Update Unicode tables to 9.0 #34599

cuviper · 2016-07-01T18:07:52Z

I just updated unicode.py's generated copyright year, then ran it.

rust-highfive · 2016-07-01T18:08:00Z

r? @eddyb

(rust_highfive has picked a reviewer for you, use r? to override)

eddyb · 2016-07-01T18:38:36Z

r? @alexcrichton

alexcrichton · 2016-07-01T19:03:55Z

cc @SimonSapin, @rust-lang/libs

Thoughts on the backwards compatibility implications of a change like this? This seems like something we'd want to do although if it has bad implications we may just want to think through it.
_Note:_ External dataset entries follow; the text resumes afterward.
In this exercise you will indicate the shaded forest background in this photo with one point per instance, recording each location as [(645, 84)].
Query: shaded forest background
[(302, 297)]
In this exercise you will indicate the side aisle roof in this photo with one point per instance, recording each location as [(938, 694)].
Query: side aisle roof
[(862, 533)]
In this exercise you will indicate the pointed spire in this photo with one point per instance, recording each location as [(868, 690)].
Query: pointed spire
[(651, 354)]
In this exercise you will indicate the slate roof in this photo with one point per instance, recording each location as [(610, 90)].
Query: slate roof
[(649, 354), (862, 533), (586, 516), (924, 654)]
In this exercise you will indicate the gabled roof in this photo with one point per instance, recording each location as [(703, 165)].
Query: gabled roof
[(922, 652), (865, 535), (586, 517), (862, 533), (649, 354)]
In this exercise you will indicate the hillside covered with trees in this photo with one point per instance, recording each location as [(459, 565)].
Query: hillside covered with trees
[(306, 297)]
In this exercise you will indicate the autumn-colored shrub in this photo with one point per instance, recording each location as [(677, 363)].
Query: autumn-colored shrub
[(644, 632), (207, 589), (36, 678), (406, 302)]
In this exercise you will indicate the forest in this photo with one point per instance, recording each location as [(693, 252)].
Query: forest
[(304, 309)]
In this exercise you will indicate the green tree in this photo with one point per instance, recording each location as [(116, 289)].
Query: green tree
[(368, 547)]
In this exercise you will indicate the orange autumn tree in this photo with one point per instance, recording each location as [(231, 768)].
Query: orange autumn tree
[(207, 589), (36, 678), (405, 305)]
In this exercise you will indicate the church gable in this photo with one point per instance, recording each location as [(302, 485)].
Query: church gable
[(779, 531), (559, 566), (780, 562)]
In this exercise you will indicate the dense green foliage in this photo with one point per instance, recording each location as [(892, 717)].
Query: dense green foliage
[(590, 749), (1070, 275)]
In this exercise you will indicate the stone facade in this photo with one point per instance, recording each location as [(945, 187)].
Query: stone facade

cuviper · 2016-07-01T19:15:59Z

For reference, here are the official Unicode 9.0.0 changes, and the Migration section in particular should help evaluate compatibility. I don't know enough about how these properties are used to answer myself.
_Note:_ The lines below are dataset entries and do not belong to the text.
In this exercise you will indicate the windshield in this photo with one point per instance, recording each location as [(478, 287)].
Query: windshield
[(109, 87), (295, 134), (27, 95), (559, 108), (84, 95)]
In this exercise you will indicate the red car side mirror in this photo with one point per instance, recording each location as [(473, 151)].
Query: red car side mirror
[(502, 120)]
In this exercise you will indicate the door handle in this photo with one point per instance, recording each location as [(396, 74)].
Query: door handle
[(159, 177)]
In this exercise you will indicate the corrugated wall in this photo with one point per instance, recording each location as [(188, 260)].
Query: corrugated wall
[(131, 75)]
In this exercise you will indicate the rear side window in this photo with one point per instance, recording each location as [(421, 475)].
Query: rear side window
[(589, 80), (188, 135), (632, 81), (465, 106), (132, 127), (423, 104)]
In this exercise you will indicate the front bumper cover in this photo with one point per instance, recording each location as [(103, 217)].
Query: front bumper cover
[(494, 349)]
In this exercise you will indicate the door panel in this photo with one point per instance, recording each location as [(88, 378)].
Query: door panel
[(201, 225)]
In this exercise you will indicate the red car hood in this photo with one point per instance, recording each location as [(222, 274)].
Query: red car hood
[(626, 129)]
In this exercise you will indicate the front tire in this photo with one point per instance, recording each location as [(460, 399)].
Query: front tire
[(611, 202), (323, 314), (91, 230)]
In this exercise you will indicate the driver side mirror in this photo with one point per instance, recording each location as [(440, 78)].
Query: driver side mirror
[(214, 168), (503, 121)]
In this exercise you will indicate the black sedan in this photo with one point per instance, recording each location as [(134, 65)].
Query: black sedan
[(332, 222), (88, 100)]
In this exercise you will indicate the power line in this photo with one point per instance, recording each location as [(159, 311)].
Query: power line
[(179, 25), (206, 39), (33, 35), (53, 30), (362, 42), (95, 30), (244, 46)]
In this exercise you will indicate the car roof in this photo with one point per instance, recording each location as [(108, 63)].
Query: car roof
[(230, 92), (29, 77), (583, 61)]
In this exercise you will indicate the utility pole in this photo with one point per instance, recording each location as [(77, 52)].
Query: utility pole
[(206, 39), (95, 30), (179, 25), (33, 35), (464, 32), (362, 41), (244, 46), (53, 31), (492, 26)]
brson · 2016-07-01T20:14:13Z

When we've discussed unicode and compatibility in the past, I recall we've leaned toward giving ourselves leeway to upgrade. @cuviper based on the unicode changelog do you know what impacts this has on specific rust functions? If this makes e.g. changes to Unicode identifiers (which it looks like it does) that impacts the Rust language definition.

cuviper · 2016-07-01T21:01:04Z

@brson Yes, there are changes to the XID tables. I believe these are mostly additions for the new scripts, but I'm not sure of that. The UAX #31 Migration talks about changing the formal definitions of ID/XID, which isn't clear to me either, but I think it's just changing emphasis.

nagisa · 2016-07-01T22:12:58Z

To the best of my knowledge we have no public unicode functionality in libraries shipped with rustc or compiler itself which would be impacted by move to 9.0.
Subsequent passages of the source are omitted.